His brother Parwiz Ahmad Dildar said that the radio station has ceased operations since the arrest. 

Separately on the same day, the agents detained Hasani, the former owner and editor of Radio Aftab, a local radio station in Daikundi province that stopped operations amid the Taliban takeover last August, at a checkpoint in District 12 of Herat city.

The agents searched Hasani’s phone and, after seeing journalistic posts on his social media accounts, transferred him to the 12th Directorate of Taliban’s GDI in Herat, local journalist Alisher Shahir said. 

Hasani was being held on accusations of working as a journalist for anti-Taliban militant group National Resistance Front (NRF), but has not been officially charged, he added. 

CPJ contacted Zabihullah Mujahid, a Taliban spokesperson, for comment via messaging app but did not receive any response. 

Taliban urged to stop harassing journos

United Nations Assistance Mission in Afghanistan (UNAMA), journalists in Afghanistan are not safe, and violence against them persists. The office calls on the Taliban to stop harassing journalists and end extremely harsh and severe measures.

The UNAMA on Wednesday tweeted asking on the Taliban to release all detained media workers and journalists, and to stop torturing, arbitrarily detaining, and threatening journalists.

In a statement on May 4, a day before the World Press Freedom Day, the UNAMA said they "deplore the erosion of rights for journalists and media institutions under the Taliban."

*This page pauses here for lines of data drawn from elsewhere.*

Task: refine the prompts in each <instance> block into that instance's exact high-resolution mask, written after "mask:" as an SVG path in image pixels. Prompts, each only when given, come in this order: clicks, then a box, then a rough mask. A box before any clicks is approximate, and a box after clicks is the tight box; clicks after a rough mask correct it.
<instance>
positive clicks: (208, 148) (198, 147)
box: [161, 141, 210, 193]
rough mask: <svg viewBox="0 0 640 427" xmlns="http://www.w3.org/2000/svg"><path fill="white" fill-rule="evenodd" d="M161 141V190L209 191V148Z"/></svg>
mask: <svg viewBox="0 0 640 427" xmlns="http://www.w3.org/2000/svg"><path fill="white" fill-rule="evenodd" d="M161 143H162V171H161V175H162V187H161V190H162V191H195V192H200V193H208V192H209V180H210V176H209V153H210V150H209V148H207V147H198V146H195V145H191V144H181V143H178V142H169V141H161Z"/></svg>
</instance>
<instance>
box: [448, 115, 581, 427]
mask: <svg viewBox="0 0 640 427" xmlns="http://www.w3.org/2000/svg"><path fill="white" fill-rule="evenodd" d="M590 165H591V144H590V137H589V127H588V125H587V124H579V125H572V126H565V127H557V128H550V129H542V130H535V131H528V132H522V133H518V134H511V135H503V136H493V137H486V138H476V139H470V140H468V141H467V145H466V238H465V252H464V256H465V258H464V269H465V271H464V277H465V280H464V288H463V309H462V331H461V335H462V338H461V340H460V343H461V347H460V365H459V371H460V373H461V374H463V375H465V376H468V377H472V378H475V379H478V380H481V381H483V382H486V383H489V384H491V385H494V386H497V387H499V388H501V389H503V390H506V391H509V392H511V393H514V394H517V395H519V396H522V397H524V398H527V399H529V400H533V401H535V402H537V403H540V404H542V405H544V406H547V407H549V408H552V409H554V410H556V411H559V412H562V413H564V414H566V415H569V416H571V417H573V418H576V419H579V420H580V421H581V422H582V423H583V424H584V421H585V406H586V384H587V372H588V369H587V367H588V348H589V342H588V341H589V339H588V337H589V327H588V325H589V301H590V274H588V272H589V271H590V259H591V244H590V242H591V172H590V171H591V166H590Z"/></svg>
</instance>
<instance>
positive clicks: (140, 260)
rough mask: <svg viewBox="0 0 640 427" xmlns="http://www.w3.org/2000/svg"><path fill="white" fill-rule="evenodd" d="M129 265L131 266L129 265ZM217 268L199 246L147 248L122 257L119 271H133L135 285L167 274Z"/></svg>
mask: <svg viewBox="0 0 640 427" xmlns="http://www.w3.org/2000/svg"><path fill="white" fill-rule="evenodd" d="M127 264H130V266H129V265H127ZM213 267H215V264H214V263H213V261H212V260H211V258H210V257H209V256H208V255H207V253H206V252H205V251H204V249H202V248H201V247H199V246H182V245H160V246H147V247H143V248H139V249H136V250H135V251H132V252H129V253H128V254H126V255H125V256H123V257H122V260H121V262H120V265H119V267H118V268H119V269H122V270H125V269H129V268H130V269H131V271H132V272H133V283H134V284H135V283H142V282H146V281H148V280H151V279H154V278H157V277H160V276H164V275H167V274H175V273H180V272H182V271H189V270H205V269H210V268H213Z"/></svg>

The Afghan media community then expressed concern over the lack of access to information and the uncertain fate of media in Afghanistan.

Refuting the allegations of imposing restrictions, the Taliban's spokesman Zabiullah Mujahid said they support the activities of the media in Afghanistan.

In the last seven months till May, nearly 140 incidents of harassment of Afghan journalists and media workers have been recorded, ToloNews reported citing figures of media-supporting institutions.

According to the Afghanistan Journalists Center, at least 80 journalists have been detained and tortured by the Taliban in the last nine months.

Other figures say over 45% of journalists have quit since the Taliban assumed power, either due to threats or to leave the country.